Charles W. Anderson, a Carlisle banker and civilian pilot, was appointed Civil Air Patrol group commander for south-central Pennsylvania on Jan. 27, 1942. Six of his seven staff officers had direct connections to Cumberland County.
The six men were executive officer and adjutant, W.F. Taylor, of Carlisle: personnel and medical officer, Dr. Joe Green Jr., of Carlisle; training and operations officer, John Betz, of New Kingstown; equipment officer, Charles B. Strayer, of Carlisle; administrative officer, R.T. Shearer, of Carlisle; and communications officer, Hoke Franciscus, of Carlisle. Public relations officer Russ Brinkley was from Harrisburg.
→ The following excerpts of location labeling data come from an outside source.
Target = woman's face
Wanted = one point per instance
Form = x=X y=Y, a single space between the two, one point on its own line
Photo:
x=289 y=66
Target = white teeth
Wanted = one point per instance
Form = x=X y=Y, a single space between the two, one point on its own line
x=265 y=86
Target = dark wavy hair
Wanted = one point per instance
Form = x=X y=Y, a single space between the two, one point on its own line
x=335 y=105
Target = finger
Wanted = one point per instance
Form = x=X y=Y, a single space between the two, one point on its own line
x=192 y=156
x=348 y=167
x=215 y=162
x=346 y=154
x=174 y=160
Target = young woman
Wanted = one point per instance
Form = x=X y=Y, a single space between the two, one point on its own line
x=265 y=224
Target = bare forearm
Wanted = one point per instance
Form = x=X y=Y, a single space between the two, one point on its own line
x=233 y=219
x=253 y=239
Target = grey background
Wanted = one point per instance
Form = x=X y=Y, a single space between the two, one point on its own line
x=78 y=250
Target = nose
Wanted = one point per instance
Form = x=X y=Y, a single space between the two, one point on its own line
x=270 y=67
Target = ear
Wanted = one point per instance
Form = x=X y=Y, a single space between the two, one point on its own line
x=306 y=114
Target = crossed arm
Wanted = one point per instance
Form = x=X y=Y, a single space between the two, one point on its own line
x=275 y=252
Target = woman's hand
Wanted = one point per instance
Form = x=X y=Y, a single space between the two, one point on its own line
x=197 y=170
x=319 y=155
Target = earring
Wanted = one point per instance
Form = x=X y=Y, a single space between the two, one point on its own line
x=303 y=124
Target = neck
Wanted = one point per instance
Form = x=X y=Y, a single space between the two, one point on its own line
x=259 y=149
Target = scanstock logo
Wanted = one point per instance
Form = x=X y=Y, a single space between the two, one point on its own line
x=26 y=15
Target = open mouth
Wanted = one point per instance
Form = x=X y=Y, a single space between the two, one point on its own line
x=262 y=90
Four months later, on May 30, 1942, Anderson led “an armada” of 42 planes from his group to an assembly of several groups at the Black Moshannon Airport about 80 miles away near State College. There the CAP pilots were treated to an exhibition of acrobatic flying by Frank Wilson, operator of the Wilson’s Flying Service at New Kingstown and a prominent air instructor.
In mid-January 1943, the south-central group was among the CAP units to participate in a statewide training exercise that stimulated an enemy invasion of Pennsylvania. For that maneuver, the state wing mobilized 1,000 men with 112 planes at 80 airports, according to The Sentinel. Their task was to fly doctors and nurses on relief missions to “bombed” areas.